To some people, the idea of a brain-computer interface may seem alarming, if not scary.
There are a lot of dystopian ideas associated with these devices, such as that people will be able to control your mind, telepathy, A.I. will take over your brains, you’ll become a cyborg.
Although brain-comper interfaces don’t currently serve these purposes, maybe one day they will be able to do such futuristic things.
In this article, I’ll give you a brief insight into the purposes of brain-computer interfaces, and how they are being implemented today to change our future.
Before we dive into brain-computer interfaces, we need to briefly understand how the brain communicates.
If someone throws a baseball towards you, you’ll most likely sprint towards it and catch the ball. If you’re really extra you might dive and land on your hands and knees to ensure you catch it.
You’re upstairs in your room and your father calls your name and asks you to come downstairs to do a task most of us dread, doing the laundry. You rush down before your parents get annoyed and begin to lecture you about punctuality.
So, how do we know how to do these tasks?
Essentially our brain is the master organ of our body, and it is made up of billions of cells referred to as neurons.
These neurons carry information that consists of electrical pulses, and essentially whenever you do anything, neurons in your brain fire off. A neuron has branches that look like a tree, and they are called dendrites. The dendrites receive signals, and a longer projection that looks like a tree trunk, called the axon, sends signals.
These electrical pulses can jump from neurons to neurons through the use of the nerve releasing chemical signals called neurotransmitters.
At the end of the axons, we can find synapses which act as a channel for neurons to communicate. The neuron transmitters will then use the synapses as a tunnel to travel from different neurons, creating new electrical waves where it travels.
Within brain-computer interfaces, electrodes are strategically planted to measure and monitor brain communication and perform tasks based on certain criteria.
So, what is a brain-computer interface?
Essentially a brain-computer interface (otherwise known as a BCI) is a system that allows communication between the brain and machines.
To put things simply, they work in three main steps:
- Collect the brain signals
- Interpret the brain signals
- Output commands to a machine according to the brain signals that were monitored
BCIs can be differentiated into three separate categories:
This is what a non-invasive BCI looks like:
As you can see, the electrodes are placed on the top of the scalp and they are measuring the electrical potentials being produced by the brain or magnetic field.
Non-invasive BCIs are able to read brain signals without the use of surgery and have the ability to control the user’s external environment.
Examples of the capabilities of non-invasive BCIs being used are for gaming, controlling robotics, and even prosthetics.
A semi-invasive BCI looks like this:
The electrodes are placed on the exposed surface of the brain.
This practice can be referred to as electrocorticography (ECoG), and this is the direct recording of electrical potentials associated with the cerebral cortex of our brain.
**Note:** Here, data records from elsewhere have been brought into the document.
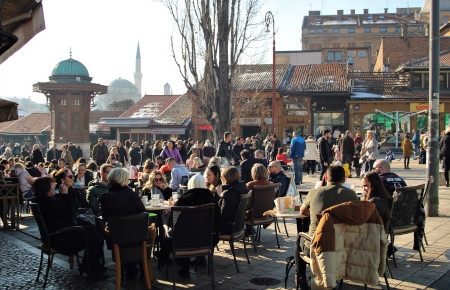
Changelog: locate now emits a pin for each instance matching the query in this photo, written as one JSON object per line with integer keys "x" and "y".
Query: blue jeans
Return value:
{"x": 298, "y": 169}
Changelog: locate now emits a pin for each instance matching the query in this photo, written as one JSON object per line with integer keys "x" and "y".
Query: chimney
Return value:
{"x": 404, "y": 30}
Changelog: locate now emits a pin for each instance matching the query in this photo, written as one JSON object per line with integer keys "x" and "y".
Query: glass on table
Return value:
{"x": 155, "y": 199}
{"x": 174, "y": 196}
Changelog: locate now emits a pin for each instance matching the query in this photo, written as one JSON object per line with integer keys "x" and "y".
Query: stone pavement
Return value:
{"x": 19, "y": 257}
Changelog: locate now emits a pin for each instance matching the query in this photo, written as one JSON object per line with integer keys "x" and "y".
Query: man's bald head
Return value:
{"x": 383, "y": 166}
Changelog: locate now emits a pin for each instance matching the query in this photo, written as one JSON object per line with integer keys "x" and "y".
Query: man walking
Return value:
{"x": 326, "y": 155}
{"x": 297, "y": 149}
{"x": 416, "y": 142}
{"x": 224, "y": 149}
{"x": 347, "y": 148}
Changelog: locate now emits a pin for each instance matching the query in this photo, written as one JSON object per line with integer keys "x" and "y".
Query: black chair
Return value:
{"x": 423, "y": 199}
{"x": 237, "y": 228}
{"x": 189, "y": 222}
{"x": 129, "y": 238}
{"x": 405, "y": 215}
{"x": 46, "y": 246}
{"x": 262, "y": 202}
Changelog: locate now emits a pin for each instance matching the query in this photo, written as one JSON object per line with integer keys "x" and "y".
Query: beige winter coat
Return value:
{"x": 349, "y": 243}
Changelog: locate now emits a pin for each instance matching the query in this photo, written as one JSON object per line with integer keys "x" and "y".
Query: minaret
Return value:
{"x": 167, "y": 89}
{"x": 138, "y": 74}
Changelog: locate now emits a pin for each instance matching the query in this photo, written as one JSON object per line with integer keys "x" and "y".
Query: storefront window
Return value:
{"x": 330, "y": 121}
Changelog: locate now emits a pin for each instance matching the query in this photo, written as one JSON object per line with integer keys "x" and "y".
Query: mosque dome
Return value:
{"x": 118, "y": 90}
{"x": 70, "y": 70}
{"x": 121, "y": 84}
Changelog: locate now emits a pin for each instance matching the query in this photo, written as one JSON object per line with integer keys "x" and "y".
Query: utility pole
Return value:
{"x": 432, "y": 202}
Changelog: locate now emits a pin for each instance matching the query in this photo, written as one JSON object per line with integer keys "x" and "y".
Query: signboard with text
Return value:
{"x": 416, "y": 107}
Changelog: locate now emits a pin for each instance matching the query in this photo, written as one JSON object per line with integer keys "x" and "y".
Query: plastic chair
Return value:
{"x": 46, "y": 246}
{"x": 263, "y": 197}
{"x": 189, "y": 222}
{"x": 405, "y": 214}
{"x": 129, "y": 238}
{"x": 237, "y": 228}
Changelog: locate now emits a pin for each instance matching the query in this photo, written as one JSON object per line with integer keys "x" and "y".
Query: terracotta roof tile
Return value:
{"x": 35, "y": 123}
{"x": 95, "y": 116}
{"x": 404, "y": 95}
{"x": 317, "y": 78}
{"x": 258, "y": 77}
{"x": 150, "y": 106}
{"x": 179, "y": 113}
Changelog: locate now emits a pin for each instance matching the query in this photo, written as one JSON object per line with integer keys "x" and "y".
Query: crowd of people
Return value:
{"x": 218, "y": 175}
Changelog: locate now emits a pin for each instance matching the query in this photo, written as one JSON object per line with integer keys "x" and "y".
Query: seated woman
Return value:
{"x": 120, "y": 200}
{"x": 198, "y": 165}
{"x": 281, "y": 156}
{"x": 195, "y": 152}
{"x": 374, "y": 191}
{"x": 25, "y": 180}
{"x": 197, "y": 194}
{"x": 231, "y": 196}
{"x": 148, "y": 168}
{"x": 213, "y": 181}
{"x": 157, "y": 184}
{"x": 59, "y": 213}
{"x": 259, "y": 175}
{"x": 215, "y": 161}
{"x": 83, "y": 176}
{"x": 65, "y": 177}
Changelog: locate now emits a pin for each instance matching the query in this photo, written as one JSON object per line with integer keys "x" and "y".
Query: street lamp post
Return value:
{"x": 271, "y": 20}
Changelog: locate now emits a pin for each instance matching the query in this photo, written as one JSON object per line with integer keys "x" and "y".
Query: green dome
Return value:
{"x": 70, "y": 70}
{"x": 122, "y": 84}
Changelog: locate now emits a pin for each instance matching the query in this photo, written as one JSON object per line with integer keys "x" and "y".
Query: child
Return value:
{"x": 423, "y": 156}
{"x": 356, "y": 163}
{"x": 389, "y": 156}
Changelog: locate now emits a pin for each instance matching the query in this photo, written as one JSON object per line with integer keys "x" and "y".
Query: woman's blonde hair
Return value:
{"x": 195, "y": 152}
{"x": 151, "y": 178}
{"x": 259, "y": 172}
{"x": 197, "y": 181}
{"x": 197, "y": 162}
{"x": 230, "y": 174}
{"x": 118, "y": 176}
The ECoG signal is captured from the electrodes which are placed in either the dura or in the arachnoid section of our brain.
Invasive BCIs are implanted deep into the brain during neurosurgery procedures.
The devices can consist of single-units that detect the signals from a specific area of brain cells or multi-units that detect the signals from multiple areas of brain cells.
Now that we’ve explored the three main types of BCIs that are used let’s take a look at the actual real-life purposes of these intricate devices.
A big use case of BCIs and a field that will be a huge focus in the future of these interfaces include restoring impaired functions of the human body.
Let’s remember that BCIs recognize the intent of an individual through brain signals, then decode the neural activity, and translate it into an output to accomplish a specific goal.
As a result of this process, BCIs are being developed to control prosthetics using non-invasive EEGs.
Companies such as NeuroPace and Neuralink are using these invasive brain-computer interfaces to target spinal and brain issues that many people on the daily have to face.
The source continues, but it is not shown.